Wednesday, March 14, 2007

Pixar - 20 Years of animation exhibition

The National Museum of Scotland on Chambers Street, Edinburgh is currently hosting Pixar: 20 Years of Animation. Celebrating the most famous exponents of big-screen computer animation the exhibition, as the name suggests, has material from just over two decades of Pixar studios work, from the very early shorts such as the animated desk lamp (still seen on the studio’s logo at the start of each movie) through Toy Story, Finding Nemo, the Incredibles and Cars right up to concept art for the forthcoming Ratatouille.

As you would expect for this sort of exhibition there is a lot of art on display, from preliminary sketches and storyboards (looking at the storyboards makes it clear these animators were all big comics fans as kids and never grew out of it - good on them!) through to finished works, models and maquettes (there is a cracking series of head models from the Incredibles, each showing a different expression on Bob’s face, like exhibits from the world championship of gurning) and short videos showing of different aspects of Pixar’s work. There’s a chance to get interactive with touch-screen presentations allowing more access to behind-the-scenes looks and information while the museum is running a whole series of related events, from lectures on animation, showing Pixar movies every Sunday in the lecture hall, storytelling events inspired by Pixar movies, showcases on Scottish animation and more (the NMS site has the full details).



While all of this was highly enjoyable the standouts of this exhibition are two mini-shows. The first is shown on a wide screen. Actually, a very, very wide screen. A wiiiiiiiiiiiiiddddddddeeee screen. The sort you have to swivel your head from left to right to follow movement. It takes the form of a wall of art from the Pixar crew; as the camera pans across the gallery wall (some of the pictures static, others animated) it periodically moves into a particular picture and the viewers are treated to a new animation playing on themes from previous Pixar movies, all on this enormously long screen; it is big and it is clever.

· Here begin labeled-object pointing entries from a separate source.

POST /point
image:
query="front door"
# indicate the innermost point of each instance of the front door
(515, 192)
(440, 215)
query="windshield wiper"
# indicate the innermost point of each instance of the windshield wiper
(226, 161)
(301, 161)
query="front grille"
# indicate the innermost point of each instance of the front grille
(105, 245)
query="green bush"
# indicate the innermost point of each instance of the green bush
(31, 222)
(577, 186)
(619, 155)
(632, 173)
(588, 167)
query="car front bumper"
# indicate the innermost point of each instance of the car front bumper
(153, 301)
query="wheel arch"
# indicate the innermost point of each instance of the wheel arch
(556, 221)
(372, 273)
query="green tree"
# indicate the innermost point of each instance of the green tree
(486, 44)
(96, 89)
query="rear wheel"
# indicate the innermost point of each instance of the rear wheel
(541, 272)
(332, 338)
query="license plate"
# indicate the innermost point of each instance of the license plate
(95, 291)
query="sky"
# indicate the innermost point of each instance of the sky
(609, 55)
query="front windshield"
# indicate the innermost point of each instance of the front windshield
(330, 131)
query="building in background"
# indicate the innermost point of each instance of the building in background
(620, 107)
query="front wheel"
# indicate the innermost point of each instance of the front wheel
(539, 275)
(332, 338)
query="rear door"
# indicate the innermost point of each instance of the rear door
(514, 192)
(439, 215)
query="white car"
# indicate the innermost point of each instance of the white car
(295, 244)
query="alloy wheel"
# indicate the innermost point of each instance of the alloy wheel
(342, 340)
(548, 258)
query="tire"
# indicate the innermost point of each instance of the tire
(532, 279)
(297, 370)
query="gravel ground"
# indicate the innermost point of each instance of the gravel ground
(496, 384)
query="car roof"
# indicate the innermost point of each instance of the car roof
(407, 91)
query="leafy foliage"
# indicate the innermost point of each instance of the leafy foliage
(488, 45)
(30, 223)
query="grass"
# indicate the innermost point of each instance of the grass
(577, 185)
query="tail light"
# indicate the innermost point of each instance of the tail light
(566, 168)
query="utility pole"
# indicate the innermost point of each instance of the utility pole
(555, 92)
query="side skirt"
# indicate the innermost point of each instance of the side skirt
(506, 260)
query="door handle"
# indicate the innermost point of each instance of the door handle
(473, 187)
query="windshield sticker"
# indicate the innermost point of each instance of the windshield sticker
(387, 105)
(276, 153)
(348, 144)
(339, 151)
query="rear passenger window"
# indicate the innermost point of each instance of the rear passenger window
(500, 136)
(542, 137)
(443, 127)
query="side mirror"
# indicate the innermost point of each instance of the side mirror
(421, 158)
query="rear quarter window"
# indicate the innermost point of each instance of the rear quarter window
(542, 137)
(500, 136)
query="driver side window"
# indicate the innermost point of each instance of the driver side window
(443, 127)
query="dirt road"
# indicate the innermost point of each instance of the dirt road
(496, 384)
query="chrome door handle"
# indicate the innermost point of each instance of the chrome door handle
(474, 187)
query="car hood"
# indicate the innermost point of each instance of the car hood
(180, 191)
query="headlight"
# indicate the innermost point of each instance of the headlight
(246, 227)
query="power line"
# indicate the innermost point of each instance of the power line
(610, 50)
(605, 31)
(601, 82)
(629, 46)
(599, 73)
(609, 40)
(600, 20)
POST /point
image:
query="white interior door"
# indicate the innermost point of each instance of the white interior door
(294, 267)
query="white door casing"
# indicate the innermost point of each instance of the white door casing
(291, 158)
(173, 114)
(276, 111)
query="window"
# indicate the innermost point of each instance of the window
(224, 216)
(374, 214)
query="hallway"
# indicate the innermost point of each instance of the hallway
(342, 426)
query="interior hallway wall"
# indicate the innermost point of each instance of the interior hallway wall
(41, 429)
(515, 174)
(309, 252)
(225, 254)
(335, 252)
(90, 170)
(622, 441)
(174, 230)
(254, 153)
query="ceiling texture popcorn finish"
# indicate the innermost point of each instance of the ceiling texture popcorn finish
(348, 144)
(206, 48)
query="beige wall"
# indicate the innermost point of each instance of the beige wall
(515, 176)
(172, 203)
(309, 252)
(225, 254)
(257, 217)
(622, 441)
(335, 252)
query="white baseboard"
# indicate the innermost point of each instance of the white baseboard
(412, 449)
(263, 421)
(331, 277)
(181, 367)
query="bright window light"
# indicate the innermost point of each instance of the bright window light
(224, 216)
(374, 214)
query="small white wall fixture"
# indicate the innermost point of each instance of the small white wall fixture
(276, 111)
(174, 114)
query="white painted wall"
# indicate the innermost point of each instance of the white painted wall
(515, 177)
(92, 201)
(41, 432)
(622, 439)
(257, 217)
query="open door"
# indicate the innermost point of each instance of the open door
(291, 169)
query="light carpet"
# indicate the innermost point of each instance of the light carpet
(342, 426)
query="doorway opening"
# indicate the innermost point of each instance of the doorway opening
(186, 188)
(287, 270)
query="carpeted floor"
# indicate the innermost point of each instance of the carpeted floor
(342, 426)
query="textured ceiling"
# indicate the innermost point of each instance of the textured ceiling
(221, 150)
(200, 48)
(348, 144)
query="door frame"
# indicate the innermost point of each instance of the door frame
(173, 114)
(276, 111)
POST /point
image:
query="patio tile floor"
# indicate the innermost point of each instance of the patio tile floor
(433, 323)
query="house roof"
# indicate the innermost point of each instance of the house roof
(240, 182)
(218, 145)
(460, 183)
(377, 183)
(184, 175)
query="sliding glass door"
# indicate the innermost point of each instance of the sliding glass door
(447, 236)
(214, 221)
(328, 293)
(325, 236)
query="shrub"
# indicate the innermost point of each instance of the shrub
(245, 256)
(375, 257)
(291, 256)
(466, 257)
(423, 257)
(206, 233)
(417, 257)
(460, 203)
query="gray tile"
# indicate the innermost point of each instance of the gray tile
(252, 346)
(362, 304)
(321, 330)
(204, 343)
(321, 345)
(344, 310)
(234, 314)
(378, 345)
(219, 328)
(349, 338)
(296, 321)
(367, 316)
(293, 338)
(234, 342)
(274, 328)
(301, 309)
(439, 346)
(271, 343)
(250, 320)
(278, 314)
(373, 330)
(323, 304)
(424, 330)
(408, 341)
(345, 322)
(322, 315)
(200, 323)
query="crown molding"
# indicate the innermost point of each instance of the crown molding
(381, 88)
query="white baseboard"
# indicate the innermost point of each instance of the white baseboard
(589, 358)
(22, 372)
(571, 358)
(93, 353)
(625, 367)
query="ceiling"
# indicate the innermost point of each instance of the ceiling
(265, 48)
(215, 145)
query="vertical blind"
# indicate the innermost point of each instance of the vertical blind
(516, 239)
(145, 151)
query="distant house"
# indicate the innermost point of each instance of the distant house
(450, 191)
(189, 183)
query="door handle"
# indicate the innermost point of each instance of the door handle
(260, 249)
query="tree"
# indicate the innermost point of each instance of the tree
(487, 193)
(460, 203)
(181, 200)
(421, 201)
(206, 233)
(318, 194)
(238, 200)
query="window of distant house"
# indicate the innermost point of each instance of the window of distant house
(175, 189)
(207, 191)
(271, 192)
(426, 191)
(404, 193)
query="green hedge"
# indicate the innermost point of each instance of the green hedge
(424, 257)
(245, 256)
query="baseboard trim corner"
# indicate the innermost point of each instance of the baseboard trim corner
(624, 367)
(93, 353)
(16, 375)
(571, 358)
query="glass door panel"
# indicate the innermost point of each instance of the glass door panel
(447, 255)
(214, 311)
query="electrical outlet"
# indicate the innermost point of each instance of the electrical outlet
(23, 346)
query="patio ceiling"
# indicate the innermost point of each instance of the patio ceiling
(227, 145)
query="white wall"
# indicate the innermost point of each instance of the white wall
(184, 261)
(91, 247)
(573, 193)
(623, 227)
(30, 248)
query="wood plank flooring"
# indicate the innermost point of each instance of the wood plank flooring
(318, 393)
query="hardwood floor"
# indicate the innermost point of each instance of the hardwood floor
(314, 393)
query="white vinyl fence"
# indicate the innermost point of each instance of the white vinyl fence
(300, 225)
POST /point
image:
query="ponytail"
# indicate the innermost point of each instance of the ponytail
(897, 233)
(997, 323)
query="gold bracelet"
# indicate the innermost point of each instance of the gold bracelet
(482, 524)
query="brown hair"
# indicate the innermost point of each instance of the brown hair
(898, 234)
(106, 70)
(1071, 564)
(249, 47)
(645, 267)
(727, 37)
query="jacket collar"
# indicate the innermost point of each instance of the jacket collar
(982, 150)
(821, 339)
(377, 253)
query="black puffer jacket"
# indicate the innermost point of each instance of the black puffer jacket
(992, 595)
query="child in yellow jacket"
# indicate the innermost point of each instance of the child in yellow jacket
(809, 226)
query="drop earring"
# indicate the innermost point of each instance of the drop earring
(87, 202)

Oh but there is even better than this. There is the Pixar Zoetrope. You remember those wonderful Victorian toys for children, where a form of lampshade has a series of slightly different characters printed on it, with slots cut - spin the shade around a lamp and the figure ‘moves’. We’re all familiar with it - it is after all the basic principle all animation, from the most basic outline drawings through Ray Harryhausen stop-motion creatures right up to the most cutting edge CGI cartoons work, a sequence of still images flickering before our eyes at 24 frames per second until our eyes and our brains interpret them as movement and static cartoons come to life. Pixar’s Zoetrope is designed to explain this basic concept in the most incredibly fun way - it makes a cartoon come to life in 3-D. Victor Navone, an animator for Pixar, has a short looped video of the Zoetrope taken from the earlier show at MoMA in NYC, although, as he says himself, it simply doesn't do justice to how it actually looks when seen with your own eyes, nose pressed up against the glass.



In a darkened room there is a large, glass case. Inside the case is a very large disc, with several rings of models of different Toy Story characters, all in slightly different poses. The disc begins to rotate slowly, speeding up; as the characters being to blur before your eyes as the frequency increases a strobe light comes on and suddenly something magical happens - the models come to life. Seriously, the illusions is utterly magical; Woody rides his horse, Buzz Lightyear balances on a ball while endless toy soldiers leap from the top of the bucket o’ soldiers, parachutes blossoming into life as they leap down. It is for all the world like having a real, solid, 3-D cartoon right there in front of you. The fact the exhibition shows you exactly how it works doesn’t detract from the magic in any way whatsoever; frankly it was worth the price of the exhibition for the Zoetrope alone. It did what a lot of the finest animation does - it makes you feel as if you are five years old again, standing with big wide eyes open in wonder. I’m still buzzing from watching it (actually watching it several times, it kept drawing me back); I saw this with my dad, the man who ensured I was raised as a Seventh Day Cartoonist, and we both emerged with smiles like Cheshire Cats to my patiently waiting mum (with them both retired now and me off this week we were having a very nice day together, food, drink and sightseeing).

The Edinburgh exhibition runs through until May 28th at the National Museum of Scotland, along with a raft of supporting events, with full details to be found on the NMS site. And when you come out one of the other exhibitions on at the National Museum currently boasts a huge, shiny rocket straight out of a Dan Dare comic (a Black Knight rocket from the aborted 50s British space programme, which is pretty much the same as Dan Dare in so many ways) and an actual NASA Gemini space capsule on loan from the Smithsonian.